“Maybe,” said Rick, “you could plump the numbers up, so UA and Warner an’ all the rest would wanna rent you a movie?”
“Waddaya mean, plump up the numbers?”
“Ya know, report more of the actual ticket sales. They don’ wanna bother with you, ‘cause your numbers are so low.”
“What do you mean?” asked Dean. “These are the actual numbers! What am I s’posed to do? Invent customers? I report everything...”
A brief silence, Nick whistled low.
“You mean you been tellin’ the truth all along — those were real ticket sales you reported? Nobody does that! How would you make a living?”
What Rick was talking about was the time-tested art of palming tickets, which, apparently was the norm in the business back then, rather than the exception.
I had never heard of palming until I ran a movie theater.
To understand this and other seedy practices of movie theater management, you’ll need a refresher course in “legitimate” ticket-selling :
1. The patron enters the lobby and approaches the box office window, child or adult or senior citizen.
2. If the theater owner is on the level, the customer pays and the box office worker pushes a button ejecting a ticket from a metal plate.
3. The customer proceeds to the ticket taker, usually an usher, who tears the ticket and gives the second half back to the patron, who enters the theater.

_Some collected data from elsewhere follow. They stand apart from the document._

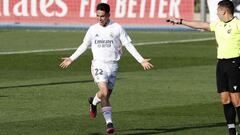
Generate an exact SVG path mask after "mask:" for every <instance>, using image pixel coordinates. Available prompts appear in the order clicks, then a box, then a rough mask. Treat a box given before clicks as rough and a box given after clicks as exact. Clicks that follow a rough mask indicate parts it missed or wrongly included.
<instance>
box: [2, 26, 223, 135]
mask: <svg viewBox="0 0 240 135" xmlns="http://www.w3.org/2000/svg"><path fill="white" fill-rule="evenodd" d="M83 34H84V31H62V30H56V31H53V30H0V39H1V48H0V52H4V51H23V50H32V49H52V48H69V47H70V48H71V47H77V45H78V44H79V43H80V42H81V39H82V37H83ZM129 34H130V35H131V37H132V39H133V41H134V42H135V43H140V42H150V41H172V40H180V39H193V38H206V37H213V34H210V33H205V32H157V31H155V32H151V31H150V32H145V31H144V32H143V31H130V32H129ZM13 39H14V40H13ZM46 41H47V42H46ZM137 49H138V50H139V52H141V54H142V55H143V56H145V57H149V58H151V59H152V63H153V64H154V66H155V67H154V69H153V70H151V71H146V72H144V71H143V70H142V69H141V67H140V66H139V64H137V62H136V61H135V60H134V58H132V56H131V55H130V54H129V53H128V52H126V51H124V55H123V57H122V59H121V61H120V63H119V65H120V71H119V73H118V78H117V82H116V86H115V89H114V92H113V94H112V97H111V104H112V106H113V120H114V124H115V127H116V130H117V131H116V133H115V134H120V135H163V134H164V135H173V134H174V135H219V134H227V129H226V126H225V120H224V116H223V112H222V107H221V105H220V102H219V97H218V95H217V93H216V90H215V89H216V88H215V63H216V43H215V41H204V42H189V43H178V44H176V43H174V44H166V45H146V46H137ZM72 52H73V51H62V52H45V53H30V54H11V55H0V61H1V70H0V101H1V102H0V107H1V109H0V131H1V134H2V135H86V134H89V135H102V134H105V126H104V120H103V117H102V115H101V113H100V112H99V114H98V116H97V118H96V119H95V120H90V119H89V116H88V103H87V98H88V97H89V96H92V95H94V93H95V92H96V91H97V88H96V86H95V85H94V83H93V82H92V77H91V74H90V62H91V52H90V51H89V50H88V51H87V52H85V53H84V54H83V55H82V56H81V57H80V59H79V60H78V61H76V62H75V63H74V64H73V65H72V66H71V67H70V68H69V69H67V70H61V69H60V68H59V67H58V64H59V63H60V61H61V59H60V58H61V57H64V56H69V55H70V54H71V53H72ZM99 110H100V108H99Z"/></svg>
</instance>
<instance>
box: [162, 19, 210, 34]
mask: <svg viewBox="0 0 240 135" xmlns="http://www.w3.org/2000/svg"><path fill="white" fill-rule="evenodd" d="M166 21H167V22H169V23H171V24H173V25H175V24H178V25H185V26H188V27H191V28H194V29H204V30H208V31H210V24H209V23H207V22H200V21H187V20H183V19H180V18H175V17H169V18H168V19H167V20H166Z"/></svg>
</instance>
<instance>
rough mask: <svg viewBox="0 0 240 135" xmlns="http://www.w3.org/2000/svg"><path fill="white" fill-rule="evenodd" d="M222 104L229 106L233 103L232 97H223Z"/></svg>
mask: <svg viewBox="0 0 240 135" xmlns="http://www.w3.org/2000/svg"><path fill="white" fill-rule="evenodd" d="M221 102H222V104H223V105H226V104H229V103H230V102H231V99H230V97H222V98H221Z"/></svg>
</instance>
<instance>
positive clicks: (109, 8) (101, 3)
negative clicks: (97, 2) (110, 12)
mask: <svg viewBox="0 0 240 135" xmlns="http://www.w3.org/2000/svg"><path fill="white" fill-rule="evenodd" d="M97 10H101V11H105V12H106V13H109V12H110V6H109V5H108V4H107V3H99V4H98V5H97Z"/></svg>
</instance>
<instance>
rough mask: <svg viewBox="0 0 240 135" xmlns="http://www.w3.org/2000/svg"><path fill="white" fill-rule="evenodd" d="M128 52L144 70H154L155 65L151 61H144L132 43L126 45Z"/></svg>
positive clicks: (149, 60)
mask: <svg viewBox="0 0 240 135" xmlns="http://www.w3.org/2000/svg"><path fill="white" fill-rule="evenodd" d="M125 47H126V49H127V50H128V52H129V53H130V54H131V55H132V56H133V57H134V58H135V59H136V60H137V61H138V62H139V63H140V64H141V65H142V67H143V69H144V70H149V69H151V68H153V65H152V64H151V63H150V62H149V61H150V60H151V59H144V58H143V57H142V56H141V55H140V54H139V53H138V51H137V49H136V48H135V47H134V46H133V44H132V43H128V44H126V45H125Z"/></svg>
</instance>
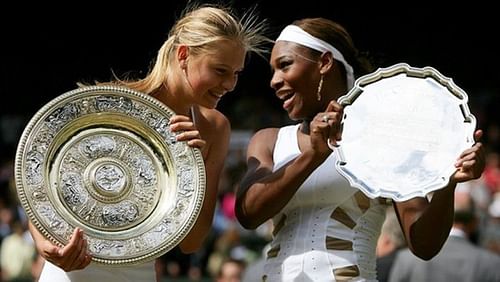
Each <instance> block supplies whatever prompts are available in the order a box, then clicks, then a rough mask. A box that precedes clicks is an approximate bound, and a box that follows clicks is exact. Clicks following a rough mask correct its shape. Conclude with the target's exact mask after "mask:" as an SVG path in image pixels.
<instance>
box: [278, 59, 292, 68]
mask: <svg viewBox="0 0 500 282" xmlns="http://www.w3.org/2000/svg"><path fill="white" fill-rule="evenodd" d="M292 64H293V61H292V60H281V61H279V62H278V65H277V67H278V69H286V68H287V67H289V66H290V65H292Z"/></svg>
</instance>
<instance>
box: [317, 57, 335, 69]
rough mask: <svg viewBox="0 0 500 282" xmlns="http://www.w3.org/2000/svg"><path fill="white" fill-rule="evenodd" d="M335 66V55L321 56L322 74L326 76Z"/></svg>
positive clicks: (319, 59) (319, 63)
mask: <svg viewBox="0 0 500 282" xmlns="http://www.w3.org/2000/svg"><path fill="white" fill-rule="evenodd" d="M334 66H335V60H334V59H333V55H332V53H331V52H325V53H323V54H321V57H320V58H319V67H320V70H319V71H320V72H321V73H322V74H325V73H327V72H329V71H330V70H332V69H333V67H334Z"/></svg>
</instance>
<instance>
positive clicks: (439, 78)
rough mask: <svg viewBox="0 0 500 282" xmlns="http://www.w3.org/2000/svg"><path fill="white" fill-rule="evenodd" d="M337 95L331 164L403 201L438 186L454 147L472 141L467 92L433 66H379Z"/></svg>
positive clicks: (354, 185) (366, 191)
mask: <svg viewBox="0 0 500 282" xmlns="http://www.w3.org/2000/svg"><path fill="white" fill-rule="evenodd" d="M338 102H339V103H340V104H342V105H344V117H343V121H342V122H343V133H342V140H341V141H340V142H339V147H338V148H337V150H335V151H336V153H337V162H336V169H337V170H338V171H339V172H340V173H341V174H342V175H343V176H345V177H346V178H347V179H348V180H349V182H350V183H351V185H352V186H354V187H357V188H359V189H360V190H361V191H363V192H364V193H365V194H366V195H368V196H369V197H372V198H375V197H386V198H391V199H393V200H395V201H404V200H408V199H410V198H414V197H423V196H425V195H426V194H427V193H429V192H431V191H435V190H438V189H441V188H444V187H445V186H446V185H447V184H448V182H449V177H450V176H451V175H452V174H453V173H454V172H455V170H456V169H455V167H454V163H455V161H456V159H457V158H458V156H459V155H460V153H461V152H462V151H463V150H465V149H466V148H469V147H471V146H472V145H473V144H474V138H473V134H474V130H475V127H476V119H475V118H474V116H473V115H472V114H471V113H470V111H469V108H468V106H467V102H468V97H467V95H466V93H465V92H464V91H463V90H462V89H460V88H459V87H458V86H456V85H455V84H454V83H453V81H452V80H451V79H450V78H447V77H444V76H443V75H441V74H440V73H439V72H438V71H437V70H435V69H434V68H431V67H424V68H422V69H419V68H413V67H410V66H409V65H407V64H404V63H402V64H396V65H394V66H392V67H388V68H382V69H379V70H377V71H376V72H374V73H372V74H369V75H366V76H363V77H361V78H359V79H358V80H357V81H356V84H355V86H354V88H353V89H352V90H351V91H349V93H348V94H346V95H345V96H342V97H340V98H339V99H338Z"/></svg>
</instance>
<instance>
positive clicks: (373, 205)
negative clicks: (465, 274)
mask: <svg viewBox="0 0 500 282" xmlns="http://www.w3.org/2000/svg"><path fill="white" fill-rule="evenodd" d="M298 126H299V125H292V126H286V127H283V128H281V129H280V131H279V133H278V137H277V140H276V144H275V149H274V152H273V158H274V163H275V167H274V170H277V169H279V168H280V167H281V166H283V165H285V164H286V163H288V162H289V161H290V160H291V159H293V158H295V157H297V156H298V155H299V154H300V149H299V147H298V140H297V131H298ZM335 158H336V157H335V154H331V155H330V156H329V157H328V158H327V160H325V162H324V163H323V164H322V165H321V166H319V167H318V168H317V169H316V170H315V171H314V172H313V173H312V174H311V175H310V176H309V177H308V178H307V179H306V180H305V182H304V183H303V184H302V186H301V187H300V188H299V189H298V190H297V192H296V193H295V195H294V196H293V197H292V199H291V200H290V201H289V203H288V204H287V205H286V206H285V207H284V208H283V209H282V210H281V211H280V213H278V214H277V215H276V216H275V217H274V218H273V222H274V224H275V226H276V225H277V224H278V222H280V220H281V219H282V218H283V217H285V218H286V220H285V224H284V226H283V227H282V228H281V229H280V230H279V231H278V233H277V234H275V237H274V238H273V241H272V242H271V248H276V247H277V246H279V252H278V255H277V256H276V257H269V258H267V261H266V265H265V266H264V275H266V276H267V279H266V281H273V282H279V281H335V277H334V274H333V273H334V270H335V269H339V268H343V267H348V266H356V267H358V268H359V272H360V275H359V277H353V280H349V281H376V272H375V266H376V265H375V259H376V257H375V247H376V242H377V237H378V236H379V234H380V229H381V226H382V223H383V220H384V218H385V206H384V205H382V204H381V203H380V202H379V201H378V199H369V198H368V197H366V199H367V201H369V203H370V204H369V205H370V207H369V208H368V209H367V210H362V209H360V207H359V206H358V205H357V202H356V200H355V199H354V196H355V195H356V193H359V191H358V190H357V189H355V188H352V187H351V186H350V185H349V183H348V182H347V180H345V179H344V178H343V177H342V176H341V175H340V174H339V173H338V172H337V171H336V169H335V168H334V165H335V161H336V159H335ZM337 208H340V209H342V210H343V211H345V212H346V213H347V215H348V216H349V217H350V218H351V219H352V220H353V221H354V222H356V226H354V228H352V229H351V228H349V227H347V226H345V225H344V224H342V223H341V222H339V221H336V220H334V219H332V218H331V215H332V213H333V211H334V210H335V209H337ZM327 236H328V237H333V238H339V239H342V240H347V241H350V242H352V245H353V246H352V248H353V250H332V249H330V250H329V249H327V247H326V243H325V241H326V237H327Z"/></svg>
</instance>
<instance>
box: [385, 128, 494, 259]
mask: <svg viewBox="0 0 500 282" xmlns="http://www.w3.org/2000/svg"><path fill="white" fill-rule="evenodd" d="M481 135H482V132H481V131H476V133H475V138H476V140H479V139H480V137H481ZM484 164H485V161H484V152H483V149H482V144H481V143H476V144H475V145H474V146H473V147H472V148H470V149H467V150H465V151H464V152H463V153H462V154H461V155H460V157H459V158H458V160H457V162H456V164H455V166H456V168H457V171H456V172H455V173H454V174H453V175H452V176H451V178H450V182H449V184H448V186H447V187H445V188H443V189H440V190H437V191H435V192H434V194H433V196H432V199H431V201H430V202H429V201H427V199H425V198H414V199H411V200H408V201H405V202H400V203H395V204H394V206H395V209H396V212H397V214H398V217H399V220H400V223H401V227H402V229H403V232H404V234H405V237H406V241H407V243H408V246H409V248H410V250H411V251H412V252H413V253H414V254H415V255H417V256H419V257H420V258H422V259H426V260H428V259H431V258H432V257H434V256H435V255H436V254H437V253H438V252H439V251H440V250H441V247H442V246H443V244H444V242H445V241H446V239H447V238H448V235H449V233H450V229H451V226H452V224H453V215H454V207H453V205H454V194H455V187H456V184H457V183H459V182H465V181H469V180H472V179H477V178H479V177H480V176H481V174H482V172H483V170H484Z"/></svg>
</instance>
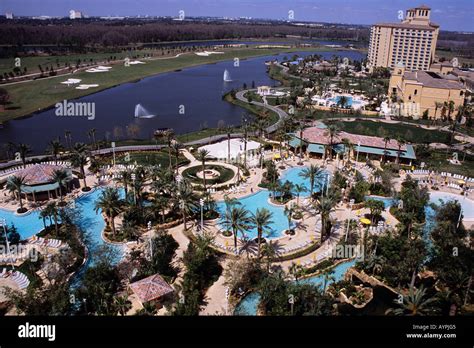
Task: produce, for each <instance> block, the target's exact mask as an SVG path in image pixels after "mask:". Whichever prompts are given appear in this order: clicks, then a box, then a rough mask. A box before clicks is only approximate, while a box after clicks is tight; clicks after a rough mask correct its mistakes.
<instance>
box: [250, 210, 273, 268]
mask: <svg viewBox="0 0 474 348" xmlns="http://www.w3.org/2000/svg"><path fill="white" fill-rule="evenodd" d="M272 216H273V213H272V212H270V211H269V210H268V209H266V208H261V209H260V208H259V209H257V211H256V212H255V214H252V216H251V218H250V220H251V222H252V224H253V225H255V228H256V229H257V245H258V252H257V259H259V260H260V250H261V244H262V234H263V232H264V231H266V230H268V229H270V225H271V224H272V223H273V221H272Z"/></svg>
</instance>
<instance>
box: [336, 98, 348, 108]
mask: <svg viewBox="0 0 474 348" xmlns="http://www.w3.org/2000/svg"><path fill="white" fill-rule="evenodd" d="M348 104H349V99H348V98H347V97H346V96H344V95H342V96H340V97H339V100H338V101H337V105H338V106H339V107H340V108H342V109H344V108H345V107H346V106H347V105H348Z"/></svg>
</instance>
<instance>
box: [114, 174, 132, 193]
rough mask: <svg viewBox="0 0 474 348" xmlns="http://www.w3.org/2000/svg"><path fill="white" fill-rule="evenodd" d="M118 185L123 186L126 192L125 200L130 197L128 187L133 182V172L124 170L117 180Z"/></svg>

That’s how we did it at the St. George Theatre, and we were broke in a year. Some time in February of 1977, about two months before we lost our shirts entirely, we learned that the manager of a certain now-defunct Cinema on Forest Avenue and a number — if not most — of our fellow exhibitors at the time, insisted on staffing the ticket-taking station themselves. That’s because they were palming, i.e. under-reporting how many tickets were actually sold.
Ever enter a theater and give the ticket you bought to someone who simply took the ticket and never gave you anything in return? Or, another variation, the person at the door took your ticket and gave you back a half of some other ticket?
In this case:
1. The manager or somebody he is in collusion with stands at the door, does the exchange and gestures for the patron to pass inside. Almost nobody notices — most people don’t even know what they do with the torn half of their ticket, nor do they care if a half ticket they’ve been given is somebody else’s.
2. After this manager or crony has accumulated a number of untorn tickets, he (it was almost always a he) then walks into the box office and gives them back to whoever is behind the bars that night, with instructions to sell the untorn tickets a second time.
Each ticket has a number on it that has to be reported to Warner Brothers, UA or whatever distributor is renting the film to the theater. In our legitimately-run box office, at the end of the day, Brenda or Diane or Yvette reconciled receipts by taking the number of the last ticket in each category and subtracting from it the lower number of the first ticket sold, to determine how many Adults and Children had passed through our doors. Dollars were counted. If the box office was short cash, the missing money came out of the cashier’s pay. At the St. George no palming had taken place; we didn’t have a clue what that meant, or that we were playing the game straight up, while most managers were cheating.
At theaters where palming went on, there was extra money at the end of the night, so the “girl” (it was almost always a very young woman) behind the bars had to be in collusion, unless the manager had gotten around that by asking his wife or sister or assistant manager to run the box office while he raked in the untorn tickets.
Sometimes MGM and Columbia and cronies sent “checkers” on random nights, to click off on a small counting device the heads of people who entered. But they never wasted their counters on us: we were too poor and obviously honest. Ironically, since cheating was considered more or less universal, the distributors charged more of a percentage to everyone, to make up for the practice. So we paid twice: once to rent the film, and once again for our honesty — or was it naivete? In business those two things can seem identical. I am comforted by the notion that, if we had cheated, we couldn’t have hidden it from Brenda or Diane or Yvette, all young women (I would never have called them “girls”) of exceptional character.